John Monash at 150: Maps, mistakes and much more – by The Hon. Tim Fischer AC GCPO

France's Premier, M. Georges Clemenceau (first on left) with Monash (third from left) three days after Australia had won the 4 July 1918 Battle of Hamel (Australian War Memorial Negative No. E02527)

“The only hope for Australia is the ballot box and good education”.

Mistakes are always part of a bold frenetic life but in the case of John Monash, who was born 150 years ago this week, he always learnt from his mistakes.

As a young engineer, then later in business and above all else in command of the Fourth Brigade at Gallipoli, John Monash readily admitted to mistakes but he scolded himself, adjusted his approach and hence greatly improved the success of his output.

After World War One, in 1928 Monash as head of the embryonic State Electricity Commission or SEC, realised the Yallourn project needed further expansion to succeed. He barged into a Victorian State Cabinet meeting at which then State Minister Robert Menzies was in attendance and within an hour, approvals to enhance with an extra million pounds were obtained.

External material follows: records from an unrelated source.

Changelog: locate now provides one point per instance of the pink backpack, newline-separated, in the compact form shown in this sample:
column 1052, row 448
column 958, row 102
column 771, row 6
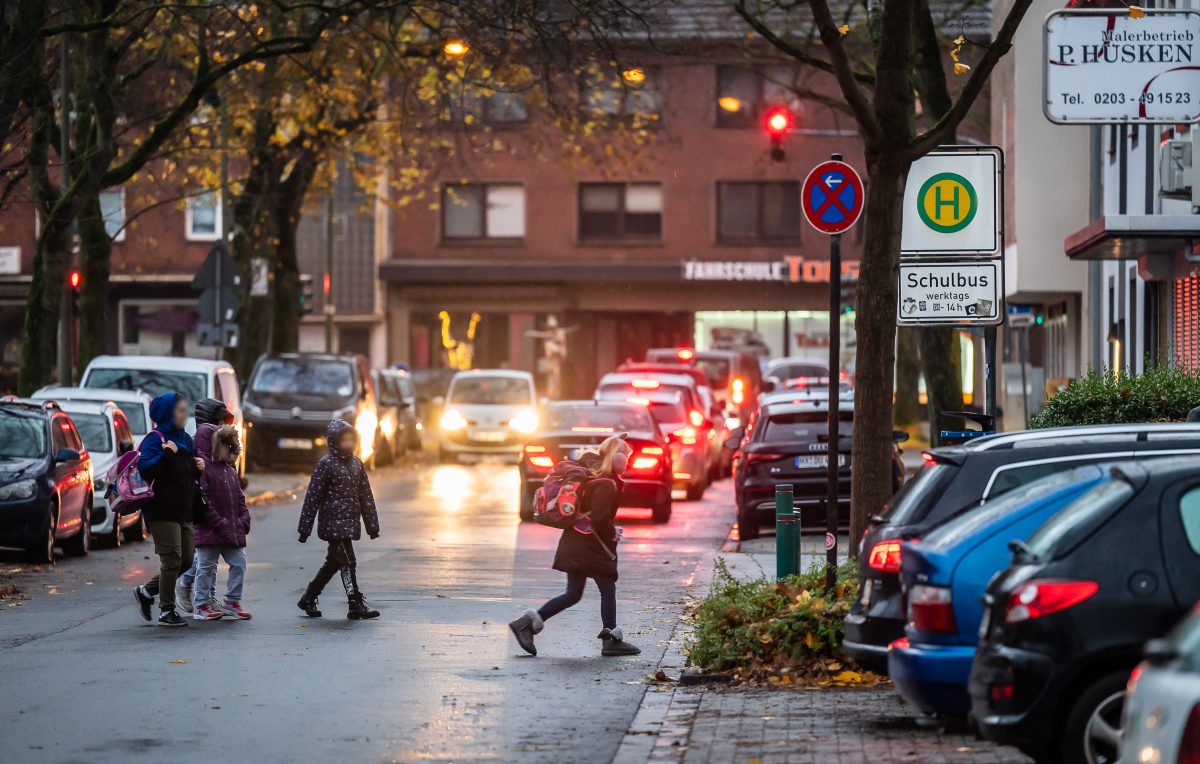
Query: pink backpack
column 127, row 491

Menzies was greatly impressed.

This learning from mistakes resulted in many of the Monash designed bridges and Monash created military templates still being in use today and contributing much.

However many Australians remain ignorant of the extent of output of this innovative engineer and giant of a General, who after a few awesome years at Jerilderie Primary school went on to be Equal Dux of Scotch College in 1881 and later graduated from Melbourne University in Arts, Engineering and Law.

The first job of young John Monash was on the Princes Bridge project across the Yarra and later he designed and supervised the building of many bridges in and around Melbourne, Bendigo, Benalla and beyond. The huge beautiful dome of the Victorian State library is another John Monash effort, along with the Outer Circle railway through Kew and Deepdene.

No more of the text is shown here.